The week to 17-06 was another one of blood-letting (c. -5% for European & US equities) as markets moved on from the actual implementation of a rate rise to the sudden realisation of the endless dire consequences starting with the US housing markets. Pricing a recession, and when, is the next guessing game now that the Fed is bent on unrooting the runaway inflation.

There are clear signs that prices work their magic, i.e. the post-COVID absurd spending on new bags, cryptos or lawn-mowers is reaching its conclusion. Rate rises in the UK, Switzerland and promises of such from the ECB confirmed that central banks are meaning business. Warnings about daily consumption being financed by consumer loans suggest that it will not be long before modest households need to restructure their balance sheet (an understatement).

The elevated property market should tank everywhere in the West. China’s growth will now be wasted to Xi’s zero COVID path into a September vote for his third mandate. Russia plays a sensible card, that of cutting its gas delivery to Europe and thus shows that the Western supply of powerful weapons to Ukraine does not come for free.

EDLP, equity-wise

Sector-wise, Semiconductors led the value destruction.
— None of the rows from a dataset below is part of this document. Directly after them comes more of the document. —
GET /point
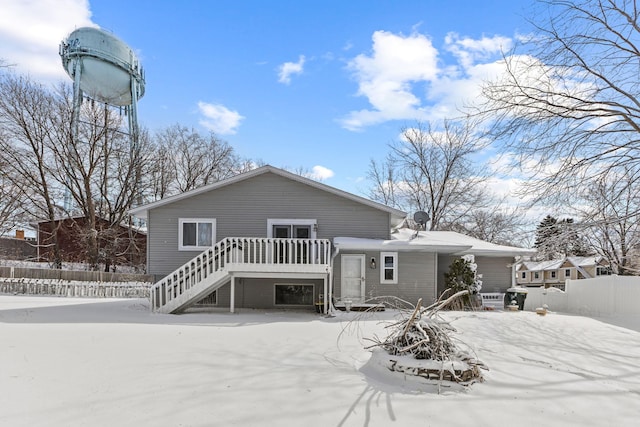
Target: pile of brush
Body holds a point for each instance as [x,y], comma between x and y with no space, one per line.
[421,345]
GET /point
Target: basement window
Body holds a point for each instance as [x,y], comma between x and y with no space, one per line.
[294,294]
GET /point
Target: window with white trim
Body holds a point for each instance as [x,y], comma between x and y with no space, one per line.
[196,234]
[389,267]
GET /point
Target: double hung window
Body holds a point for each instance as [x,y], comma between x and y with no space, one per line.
[389,267]
[196,233]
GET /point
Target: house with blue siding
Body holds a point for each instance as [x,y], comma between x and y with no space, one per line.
[269,238]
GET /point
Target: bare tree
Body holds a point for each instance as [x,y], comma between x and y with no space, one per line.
[496,224]
[384,177]
[431,169]
[10,197]
[611,218]
[569,107]
[184,160]
[102,172]
[26,119]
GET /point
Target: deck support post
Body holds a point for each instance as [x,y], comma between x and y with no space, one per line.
[325,300]
[232,303]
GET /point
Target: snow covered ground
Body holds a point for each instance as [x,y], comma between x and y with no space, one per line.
[98,362]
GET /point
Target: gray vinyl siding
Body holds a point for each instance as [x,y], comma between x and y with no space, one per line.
[260,293]
[496,276]
[241,209]
[416,277]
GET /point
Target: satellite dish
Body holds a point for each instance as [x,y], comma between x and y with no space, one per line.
[107,69]
[421,218]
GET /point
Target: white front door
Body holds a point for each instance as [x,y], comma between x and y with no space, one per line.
[352,278]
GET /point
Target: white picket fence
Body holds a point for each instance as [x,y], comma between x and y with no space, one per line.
[71,288]
[601,296]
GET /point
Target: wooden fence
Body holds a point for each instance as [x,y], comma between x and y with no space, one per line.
[75,275]
[604,295]
[72,288]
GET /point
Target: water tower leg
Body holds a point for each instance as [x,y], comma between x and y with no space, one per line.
[75,120]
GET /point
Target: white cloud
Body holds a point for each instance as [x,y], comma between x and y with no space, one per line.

This is consistent with Health losses, both sectors being hammered by their (still) high P/Es. More interesting are the retreat of Metals, Chemicals, Building Materials and … Oils suggesting that the inflation fiesta is behind. Usual ports of call kicked in with Food Retail, Telcos and Insurance limiting losses.

Inflation-benefiting sectors capitulate

The fear gauge, i.e. the proportion of stocks with a very negative share price momentum reached a rare high at close to 55%, a figure seen only once over the last five years (March 2020 on COVID fears). The peak of fear is presumably not far, as the 60% mark has never been reached. 

In the same vein, the rate volatility index (MOVE) shot up over the week to levels last seen in the March 2020 peak fear. At 12.5x their 2022 earnings, European equities look like being better priced if one is happy to plunge into Deep Cyclicals and Banks.

If afraid to do so, then the price tag is 16.5x which remains expensive on earnings still seen up 8% or so. Earnings have yet to capitulate, i.e. corporates have to recognise that their rosy growth dreams have gone ex and P/Es are effectively closer to 18-20x, implying another 10-20% leg down.